To see the newly created image on a RHEL system, you can also use the podman command.
podman images
At this point, you would typically push the container image to a registry such as Quay or Dockerhub or your own Private Automation Hub.
If you have a Quay or Dockerhub account already, feel free to create a repository, push the image as you normally would, and use it in the following steps,
Example commands on how to tag and then push the Execution Environment image to Quay.io
podman tag localhost/hashicorp-ee quay.io/[username]/hashicorp-ee
podman login --username [username] --password [mypassowrd] quay.io
podman push quay.io/[username]/hashicorp-ee
How to add the Terraform Execution Environment to Ansible Automation Platform
To add an execution environment to Ansible Automation Platform, you can follow the steps below.
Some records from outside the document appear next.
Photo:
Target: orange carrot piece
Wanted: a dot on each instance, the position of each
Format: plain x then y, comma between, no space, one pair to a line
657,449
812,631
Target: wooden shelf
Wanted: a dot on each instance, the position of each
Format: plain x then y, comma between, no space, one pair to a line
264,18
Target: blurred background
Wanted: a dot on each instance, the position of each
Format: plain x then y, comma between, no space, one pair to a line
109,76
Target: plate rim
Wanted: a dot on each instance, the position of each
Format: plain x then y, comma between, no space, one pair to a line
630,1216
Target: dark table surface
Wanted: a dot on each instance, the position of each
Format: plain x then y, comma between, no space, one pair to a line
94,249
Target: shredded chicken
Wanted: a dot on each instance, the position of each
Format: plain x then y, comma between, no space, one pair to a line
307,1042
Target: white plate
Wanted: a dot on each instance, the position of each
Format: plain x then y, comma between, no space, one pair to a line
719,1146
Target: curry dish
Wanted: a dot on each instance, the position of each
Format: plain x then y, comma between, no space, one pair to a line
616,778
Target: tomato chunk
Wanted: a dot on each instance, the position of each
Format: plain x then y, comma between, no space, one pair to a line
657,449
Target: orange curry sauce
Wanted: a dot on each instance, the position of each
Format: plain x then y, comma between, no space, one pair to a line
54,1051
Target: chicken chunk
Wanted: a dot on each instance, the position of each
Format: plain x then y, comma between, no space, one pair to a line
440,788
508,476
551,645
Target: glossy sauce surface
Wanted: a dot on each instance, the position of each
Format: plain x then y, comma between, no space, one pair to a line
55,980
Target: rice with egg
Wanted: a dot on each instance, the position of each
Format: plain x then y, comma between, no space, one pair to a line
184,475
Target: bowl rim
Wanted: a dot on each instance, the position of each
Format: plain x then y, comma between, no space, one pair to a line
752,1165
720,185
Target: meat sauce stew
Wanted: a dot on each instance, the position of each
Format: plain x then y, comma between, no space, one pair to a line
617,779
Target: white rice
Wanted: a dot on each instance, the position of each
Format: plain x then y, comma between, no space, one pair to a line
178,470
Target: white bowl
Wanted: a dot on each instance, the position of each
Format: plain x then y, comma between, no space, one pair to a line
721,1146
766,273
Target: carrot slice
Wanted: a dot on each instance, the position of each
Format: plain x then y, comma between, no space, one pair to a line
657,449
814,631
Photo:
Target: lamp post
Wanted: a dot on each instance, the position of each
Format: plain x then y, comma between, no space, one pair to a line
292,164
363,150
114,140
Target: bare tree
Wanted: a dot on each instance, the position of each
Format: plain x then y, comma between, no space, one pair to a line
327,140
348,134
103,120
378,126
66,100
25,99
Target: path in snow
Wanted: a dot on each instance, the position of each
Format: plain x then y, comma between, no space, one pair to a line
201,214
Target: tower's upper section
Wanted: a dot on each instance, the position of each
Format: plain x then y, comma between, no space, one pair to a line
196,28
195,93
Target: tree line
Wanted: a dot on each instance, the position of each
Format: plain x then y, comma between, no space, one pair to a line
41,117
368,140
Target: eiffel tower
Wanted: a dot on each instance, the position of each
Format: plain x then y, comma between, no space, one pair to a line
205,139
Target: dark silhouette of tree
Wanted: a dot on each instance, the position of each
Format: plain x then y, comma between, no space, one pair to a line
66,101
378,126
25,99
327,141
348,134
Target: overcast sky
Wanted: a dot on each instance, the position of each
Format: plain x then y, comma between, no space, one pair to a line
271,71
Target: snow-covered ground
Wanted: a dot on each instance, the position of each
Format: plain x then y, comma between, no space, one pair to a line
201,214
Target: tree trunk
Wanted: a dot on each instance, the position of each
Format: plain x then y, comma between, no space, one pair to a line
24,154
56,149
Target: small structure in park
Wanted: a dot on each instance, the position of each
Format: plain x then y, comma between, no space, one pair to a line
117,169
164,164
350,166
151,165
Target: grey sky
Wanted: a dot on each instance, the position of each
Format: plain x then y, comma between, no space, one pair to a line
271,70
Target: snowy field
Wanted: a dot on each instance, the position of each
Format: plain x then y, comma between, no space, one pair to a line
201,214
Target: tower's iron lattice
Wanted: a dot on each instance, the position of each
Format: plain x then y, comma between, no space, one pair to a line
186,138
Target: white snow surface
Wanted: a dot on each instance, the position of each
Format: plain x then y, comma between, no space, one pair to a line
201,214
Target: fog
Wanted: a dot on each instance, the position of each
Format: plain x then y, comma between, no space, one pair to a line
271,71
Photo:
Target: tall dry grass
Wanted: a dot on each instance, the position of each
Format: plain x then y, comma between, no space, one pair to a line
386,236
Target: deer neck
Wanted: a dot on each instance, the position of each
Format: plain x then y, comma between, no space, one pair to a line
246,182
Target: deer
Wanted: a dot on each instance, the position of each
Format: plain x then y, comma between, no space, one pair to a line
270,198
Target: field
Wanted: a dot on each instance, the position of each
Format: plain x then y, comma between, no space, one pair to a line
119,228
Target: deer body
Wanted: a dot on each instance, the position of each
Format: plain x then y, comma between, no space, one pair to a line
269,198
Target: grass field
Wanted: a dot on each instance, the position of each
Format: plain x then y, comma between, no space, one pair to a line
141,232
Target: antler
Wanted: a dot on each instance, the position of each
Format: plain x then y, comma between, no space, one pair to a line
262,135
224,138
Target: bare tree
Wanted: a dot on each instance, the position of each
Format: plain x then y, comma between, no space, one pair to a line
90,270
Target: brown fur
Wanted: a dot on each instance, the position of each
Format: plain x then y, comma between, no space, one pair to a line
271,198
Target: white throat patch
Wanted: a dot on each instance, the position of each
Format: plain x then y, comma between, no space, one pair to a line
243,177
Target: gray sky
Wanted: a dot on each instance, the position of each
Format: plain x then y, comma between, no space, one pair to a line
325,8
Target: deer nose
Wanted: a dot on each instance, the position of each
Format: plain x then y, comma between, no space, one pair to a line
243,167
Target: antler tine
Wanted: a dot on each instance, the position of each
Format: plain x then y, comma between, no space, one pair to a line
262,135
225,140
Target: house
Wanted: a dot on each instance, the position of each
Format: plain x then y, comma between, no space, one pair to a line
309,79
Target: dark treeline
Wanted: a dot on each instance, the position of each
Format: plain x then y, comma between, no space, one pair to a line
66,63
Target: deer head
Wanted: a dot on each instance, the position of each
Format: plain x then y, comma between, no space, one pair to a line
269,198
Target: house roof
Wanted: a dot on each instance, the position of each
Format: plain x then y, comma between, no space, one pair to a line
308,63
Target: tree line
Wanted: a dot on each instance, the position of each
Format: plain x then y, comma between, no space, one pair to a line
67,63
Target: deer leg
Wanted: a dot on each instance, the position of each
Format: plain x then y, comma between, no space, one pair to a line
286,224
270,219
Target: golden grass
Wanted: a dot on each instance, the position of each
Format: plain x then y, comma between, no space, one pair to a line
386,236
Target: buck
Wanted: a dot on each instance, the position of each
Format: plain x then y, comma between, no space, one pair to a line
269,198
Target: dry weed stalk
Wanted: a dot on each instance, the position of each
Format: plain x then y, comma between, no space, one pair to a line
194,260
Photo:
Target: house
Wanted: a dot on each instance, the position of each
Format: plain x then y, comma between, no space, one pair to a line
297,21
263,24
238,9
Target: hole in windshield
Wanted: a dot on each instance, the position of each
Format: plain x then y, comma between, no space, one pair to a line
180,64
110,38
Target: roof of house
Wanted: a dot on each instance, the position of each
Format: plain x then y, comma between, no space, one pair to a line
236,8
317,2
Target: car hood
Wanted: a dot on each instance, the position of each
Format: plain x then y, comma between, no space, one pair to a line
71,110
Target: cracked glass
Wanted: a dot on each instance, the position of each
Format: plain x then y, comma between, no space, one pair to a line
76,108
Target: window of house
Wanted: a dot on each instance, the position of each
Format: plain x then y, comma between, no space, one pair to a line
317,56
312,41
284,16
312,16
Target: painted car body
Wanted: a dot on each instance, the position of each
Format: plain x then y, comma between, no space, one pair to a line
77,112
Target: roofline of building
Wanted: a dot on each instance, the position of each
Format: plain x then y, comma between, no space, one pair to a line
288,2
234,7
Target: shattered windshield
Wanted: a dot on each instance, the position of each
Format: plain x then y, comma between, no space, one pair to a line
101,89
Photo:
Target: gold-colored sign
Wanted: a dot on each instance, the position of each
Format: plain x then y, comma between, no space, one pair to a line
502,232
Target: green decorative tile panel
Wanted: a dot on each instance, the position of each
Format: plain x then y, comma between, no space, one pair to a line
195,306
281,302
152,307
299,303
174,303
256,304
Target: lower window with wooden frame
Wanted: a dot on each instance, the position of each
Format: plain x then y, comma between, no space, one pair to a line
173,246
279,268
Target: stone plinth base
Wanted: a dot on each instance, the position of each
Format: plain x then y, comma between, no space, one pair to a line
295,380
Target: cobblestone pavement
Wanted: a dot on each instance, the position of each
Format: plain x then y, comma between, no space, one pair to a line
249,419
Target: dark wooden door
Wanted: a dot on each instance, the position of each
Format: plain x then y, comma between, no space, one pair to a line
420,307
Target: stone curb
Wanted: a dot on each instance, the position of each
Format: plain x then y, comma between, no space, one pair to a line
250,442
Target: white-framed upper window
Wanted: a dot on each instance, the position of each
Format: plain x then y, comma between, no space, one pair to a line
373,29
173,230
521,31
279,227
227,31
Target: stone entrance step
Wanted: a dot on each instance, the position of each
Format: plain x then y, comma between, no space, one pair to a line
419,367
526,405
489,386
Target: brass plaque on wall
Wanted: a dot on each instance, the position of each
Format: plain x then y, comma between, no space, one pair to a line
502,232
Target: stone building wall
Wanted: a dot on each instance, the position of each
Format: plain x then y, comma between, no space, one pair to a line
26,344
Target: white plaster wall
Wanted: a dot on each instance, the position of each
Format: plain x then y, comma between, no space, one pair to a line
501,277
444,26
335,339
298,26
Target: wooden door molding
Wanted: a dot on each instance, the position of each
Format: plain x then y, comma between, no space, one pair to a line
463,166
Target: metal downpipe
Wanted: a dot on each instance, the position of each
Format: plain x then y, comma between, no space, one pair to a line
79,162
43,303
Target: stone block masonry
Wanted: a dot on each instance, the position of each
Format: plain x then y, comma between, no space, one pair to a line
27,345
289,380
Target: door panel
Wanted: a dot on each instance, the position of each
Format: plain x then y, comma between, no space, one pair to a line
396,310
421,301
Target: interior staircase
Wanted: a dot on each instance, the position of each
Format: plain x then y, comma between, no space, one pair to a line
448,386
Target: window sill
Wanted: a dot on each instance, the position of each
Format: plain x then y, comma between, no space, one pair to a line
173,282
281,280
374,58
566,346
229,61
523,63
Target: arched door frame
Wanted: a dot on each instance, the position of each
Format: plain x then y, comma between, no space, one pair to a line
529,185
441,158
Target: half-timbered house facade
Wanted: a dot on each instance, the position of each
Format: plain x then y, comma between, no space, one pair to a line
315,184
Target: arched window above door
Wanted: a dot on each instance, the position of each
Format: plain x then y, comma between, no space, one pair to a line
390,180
Expand the Automation Execution menu on the left.
Navigate to Automation Execution → Infrastructure → Execution Environments.
Click on + Create execution environment and enter the following information.
| Field | Value |
|---|---|
Name |
myHashiCorp EE (or whatever you would want to name it) |
Image |
quay.io/acme_corp/terraform_ee (or whatever you would have named it) |
Pull |
Only pull the image if not present before running |
Registry credential |
Quay Registry Credential (Only needed if you are using a private registry) |
Click on Create execution environment.
This Execution Environment would now be available for use in Ansible Automation Platform.